I am the curator of the museum of lost
connections.
I walk through this museum. I watch over it.
The
light shone through the windows placed at strategic locations throughout the
hall in which the curator walked. The museum was an architectural masterpiece.
With minimum of artificial lighting it managed to illuminate the entirety of its
vastness with the aid of the natural counterpart. This is what all homes strive
for. To be part of the outside. To bring the outside to the inside without all
its tedium. In the morning the halls of the museum were as brightly lit as the
outside to which the curator has not ventured in many years.
‘Give me that’
A woman’s
voice; not loud not echoing but soft. Permeating everywhere.
The
curator turns to look behind him.
A man is running and laughing, he has
something in his hands. A woman runs after him laughing yet with an expression
of happy annoyance on her face. He stops and holds his clenched fist with the
shadowy object aloft, high in the air. It is out of the reach of the woman. She
tries to hold on to him and jump to get at the thing he is denying her. He
allows her this transgression with an expression of amusement. Suddenly he
brings his arms down and hugs her close to him. He looks into her eyes and she
looks back momentarily forgetting his childishness. She closes her eyes, brings her lips to his and they kiss.
The
curator sees all this and wonders whose they are. He wonders how they had lost
all that they had, all their tenuous yet throbbing life connections. He walks
on. He has seen many in his time here.
A ball bounces across the doorway to the
next hall and a child laughing runs after it. It stops near a chair. A man sits
on it weeping. The child oblivious to the man picks up the ball and runs back
to his mother who is waving at him to come over form the other side of the
room. A hand rests on the man’s shoulders, another man materializes beside him.
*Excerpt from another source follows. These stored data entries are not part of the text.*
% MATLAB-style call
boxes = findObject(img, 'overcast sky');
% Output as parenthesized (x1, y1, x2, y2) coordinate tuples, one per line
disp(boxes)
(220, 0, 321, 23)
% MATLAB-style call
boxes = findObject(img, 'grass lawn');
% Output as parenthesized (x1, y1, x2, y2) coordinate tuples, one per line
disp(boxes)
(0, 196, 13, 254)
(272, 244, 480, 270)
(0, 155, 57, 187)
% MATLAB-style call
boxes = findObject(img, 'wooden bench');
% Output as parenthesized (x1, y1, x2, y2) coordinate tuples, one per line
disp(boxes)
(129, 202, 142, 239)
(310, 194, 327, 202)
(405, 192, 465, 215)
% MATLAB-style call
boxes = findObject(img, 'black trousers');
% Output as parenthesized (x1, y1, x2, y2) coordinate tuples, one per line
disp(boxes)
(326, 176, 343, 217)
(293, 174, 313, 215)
The crying man’s shoulders are squeezed briefly. He looks up at the man
standing beside him and smiles through the grief.
They
are not there. The curator knows that these are merely ethereal products of
connections long disappeared. He walks on.
The museum
existed as a set of vast interconnected halls brightly lit with high ceilings
and red carpet walkways. In all that vastness though there was some finiteness.
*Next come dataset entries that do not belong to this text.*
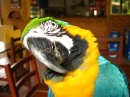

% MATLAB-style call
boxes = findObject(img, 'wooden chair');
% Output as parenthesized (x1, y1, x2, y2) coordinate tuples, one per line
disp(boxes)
(10, 37, 27, 64)
(0, 54, 48, 97)
(9, 37, 31, 89)
(120, 64, 130, 89)
(97, 36, 123, 65)
(0, 37, 30, 94)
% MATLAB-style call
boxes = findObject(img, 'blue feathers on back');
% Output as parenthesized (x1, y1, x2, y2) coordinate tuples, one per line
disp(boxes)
(94, 56, 129, 97)
(48, 56, 129, 97)
(48, 87, 55, 97)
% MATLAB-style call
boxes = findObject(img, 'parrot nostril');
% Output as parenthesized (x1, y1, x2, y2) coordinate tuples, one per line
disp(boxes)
(33, 31, 38, 33)
(51, 43, 55, 50)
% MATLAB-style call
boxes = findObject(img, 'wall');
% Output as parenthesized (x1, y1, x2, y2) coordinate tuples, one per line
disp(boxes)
(1, 0, 30, 30)
(66, 0, 89, 16)
(1, 0, 130, 37)
(57, 16, 130, 37)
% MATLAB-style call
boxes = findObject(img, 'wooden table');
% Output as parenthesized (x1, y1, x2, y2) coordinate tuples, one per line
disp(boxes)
(0, 41, 10, 53)
(0, 42, 11, 92)
(0, 41, 11, 65)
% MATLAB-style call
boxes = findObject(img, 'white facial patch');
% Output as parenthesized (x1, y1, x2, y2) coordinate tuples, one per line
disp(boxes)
(53, 35, 73, 54)
(23, 27, 74, 54)
(40, 20, 59, 34)
(23, 27, 44, 50)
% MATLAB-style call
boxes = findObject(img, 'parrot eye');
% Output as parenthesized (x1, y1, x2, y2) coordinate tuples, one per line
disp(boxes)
(40, 20, 58, 31)
(50, 21, 58, 30)
(39, 20, 61, 36)
(52, 22, 55, 26)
A small room set aside inconspicuously from the hall where the curator slept
and still sleeps.
The
museum had no exhibits, just empty halls. The exhibits of the museum were
ethereal. It was for incorporeal strings that the museum stood for. They were
everywhere and nowhere. Not a soul walked
through the museum except the curator. It was like the world, it was the world.
Once
the world was filled with people that made these connections; they walked and talked
and sang and danced and loved and played and more importantly… lived.
But
as generation after generations of humans came into existence some found it
hard to answer the question of their lives.
Been
taught to live for the future than for the present, they developed a nostalgia
for the past that left them unrooted. In this great confusion that swept
through the hordes of humanity, many took their lives as they felt misplaced
and alone. But they could not have fathomed the consequences of their decision.
People
related to them, who loved these takers of their own lives, felt the effect of
the passing away as well. They realized that when the myriad of people who held
the other line of the string of connections died, be it brother, sister,
husband, wife, son, lover, father, friend or anyone, they took something away
with them, to whatever lies beyond this firmament. They through their
connections with the living had taken a part of the living person’s soul. A
gaping hole that could not be filled.
The
living realized that they had to go after the dead to feel alive again, a
contradiction but nonetheless a dictum. And so people started following their
loved ones in a chain that started to stretch on and on.
Finally
now only one man was left. The curator.
He
sat on one of the few benches that adorned the hallways at regular intervals.
He sat there and stared at the high window opposite him. The light was waning.
It was already dusk.
‘Where
am I?’
‘Here’
the curator replies and turns to look at the women beside him. She is thin and
fragile. Her face is wrinkled a bit yet serenely beautiful in the twilight
glow.
‘What
time is it?
‘It’s
now dear’
‘I
miss you.’
He
raises his arms and caresses her cheeks.
‘I
miss you too.’
‘When
will you come?’
He just
looks at her, his eyes moist with tears.
He
gets up and walks back to his inconspicuous room. He will see her. The day is not
far away. He is lonely…….. beyond words.
I am the curator of the museum of lost
connections.
I walk through this museum. I watch over it.